Les sorties ciné du mercredi 22 novembre

Comme chaque mercredi, les salles obscures se ravitaillent en nouveaux longs métrages dont voici une petite sélection. À l’affiche cette semaine, Le Brio, Marvin ou la belle éducation, La Lune de Jupiter, L’oeil du cyclone ou encore La bataille des sexes.

Marvin ou la belle éducation de Anne Fontaine – La difficulté d’être soi

Martin Clément (Finnegan Oldfield), né Marvin Bijou, est un garçon « différent ». Et pour cela, il a fui. Il a fui son petit village des Vosges. Il a fui sa famille, la tyrannie de son père, la résignation de sa mère. Il a fui l’intolérance et le rejet, les brimades auxquelles l’exposait cette « différence ». Envers et contre tout, il s’est quand même trouvé des alliés. Madeleine Clément (Catherine Mouchet), la principale du collège qui lui a fait découvrir le théâtre, et Abel Pinto (Vincent Macaigne), le modèle bienveillant qui l’encouragera à raconter sur scène toute son histoire. Marvin devenu Martin va prendre tous les risques pour créer ce spectacle qui, au-delà du succès, achèvera de le transformer.
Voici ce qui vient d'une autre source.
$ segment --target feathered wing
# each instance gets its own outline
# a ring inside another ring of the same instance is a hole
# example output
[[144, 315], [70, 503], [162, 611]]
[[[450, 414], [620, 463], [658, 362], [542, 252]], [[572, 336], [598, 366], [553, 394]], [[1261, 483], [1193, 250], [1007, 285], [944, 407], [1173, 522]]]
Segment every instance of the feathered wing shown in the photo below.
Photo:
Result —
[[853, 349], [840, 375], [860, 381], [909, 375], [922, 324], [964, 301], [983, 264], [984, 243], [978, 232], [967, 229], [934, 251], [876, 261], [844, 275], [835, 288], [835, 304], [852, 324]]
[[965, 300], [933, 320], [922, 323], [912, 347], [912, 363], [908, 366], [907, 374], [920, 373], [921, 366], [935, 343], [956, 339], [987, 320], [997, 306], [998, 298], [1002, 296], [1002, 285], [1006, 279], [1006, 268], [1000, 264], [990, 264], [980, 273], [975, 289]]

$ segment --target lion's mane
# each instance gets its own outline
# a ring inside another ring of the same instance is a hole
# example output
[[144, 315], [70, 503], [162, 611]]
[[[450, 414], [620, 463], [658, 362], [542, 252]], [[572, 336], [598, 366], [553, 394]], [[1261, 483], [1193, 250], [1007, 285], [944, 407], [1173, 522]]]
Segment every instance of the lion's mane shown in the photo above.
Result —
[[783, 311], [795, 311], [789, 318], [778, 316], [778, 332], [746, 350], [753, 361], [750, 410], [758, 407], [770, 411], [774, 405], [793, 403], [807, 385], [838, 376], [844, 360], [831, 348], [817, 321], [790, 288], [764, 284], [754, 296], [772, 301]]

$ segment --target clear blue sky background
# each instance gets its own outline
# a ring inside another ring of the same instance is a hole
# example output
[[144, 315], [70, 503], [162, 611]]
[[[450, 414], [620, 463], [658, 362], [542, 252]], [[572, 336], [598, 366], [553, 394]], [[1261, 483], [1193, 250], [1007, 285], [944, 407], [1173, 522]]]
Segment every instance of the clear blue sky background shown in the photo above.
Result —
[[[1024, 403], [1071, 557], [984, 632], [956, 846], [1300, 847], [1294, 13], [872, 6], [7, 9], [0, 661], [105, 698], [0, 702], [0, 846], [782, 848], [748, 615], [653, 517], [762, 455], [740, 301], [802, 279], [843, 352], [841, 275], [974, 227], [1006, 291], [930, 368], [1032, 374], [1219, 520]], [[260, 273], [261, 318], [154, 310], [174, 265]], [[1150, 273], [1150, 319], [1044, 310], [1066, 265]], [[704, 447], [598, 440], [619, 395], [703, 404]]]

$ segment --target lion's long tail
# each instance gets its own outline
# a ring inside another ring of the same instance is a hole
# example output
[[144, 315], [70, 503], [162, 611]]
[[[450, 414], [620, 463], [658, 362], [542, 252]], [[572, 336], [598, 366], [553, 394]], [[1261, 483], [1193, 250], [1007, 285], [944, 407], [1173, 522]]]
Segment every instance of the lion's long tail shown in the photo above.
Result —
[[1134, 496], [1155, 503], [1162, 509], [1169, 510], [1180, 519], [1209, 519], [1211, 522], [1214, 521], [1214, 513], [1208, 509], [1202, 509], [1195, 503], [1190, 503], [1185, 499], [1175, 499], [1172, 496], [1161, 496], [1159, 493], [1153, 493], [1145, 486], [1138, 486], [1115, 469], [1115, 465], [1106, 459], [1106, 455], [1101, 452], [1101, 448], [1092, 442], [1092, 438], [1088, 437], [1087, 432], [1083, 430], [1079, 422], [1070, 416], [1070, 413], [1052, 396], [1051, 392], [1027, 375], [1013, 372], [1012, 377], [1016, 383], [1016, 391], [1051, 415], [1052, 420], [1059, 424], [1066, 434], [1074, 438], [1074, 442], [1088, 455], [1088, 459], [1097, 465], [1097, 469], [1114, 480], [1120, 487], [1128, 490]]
« Le nouveau film d’Anne Fontaine est une balade fiévreuse sur un être humilié et offensé chez qui la lumière finit par l’emporter sur l’ombre », Télérama

Le Brio de Yvan Attal – Un plaidoyer pour une France tolérante

Neïla Salah (Camélia Jordana), jeune banlieusarde de Créteil issue d’une famille algérienne, rêve de devenir avocate. Dès son premier jour à l’université parisienne d’Assas, elle va se confronter à Pierre Mazard (Daniel Auteuil), professeur connu pour ses provocations et dérapages de langage. Pour s’éviter une sanction administrative, ce dernier accepte de préparer Neïla au prestigieux concours d’éloquence. Mais pour relever le défi, il faudra que chacun dépasse ses propres préjugés.

« C’est malin, bien écrit, bien rythmé, bien joué. Assouplir les mœurs en riant, voilà un bon propos de comédie », Lefigaro.fr

L’oeil du cyclone de Sékou Traoré – L’Afrique face à ses démons

Quelque part en Afrique. Un enfant soldat devenu chef de rebelles (Fargass Assandé) est accusé de crimes de guerre. C’est une jeune avocate (Maïmouna N’Diaye) qui assure sa défense, souhaitant faire triompher la justice dans son pays corrompu, quitte à mettre en danger sa carrière et sa vie. Mais peut-on réellement sauver un ex enfant-soldat ?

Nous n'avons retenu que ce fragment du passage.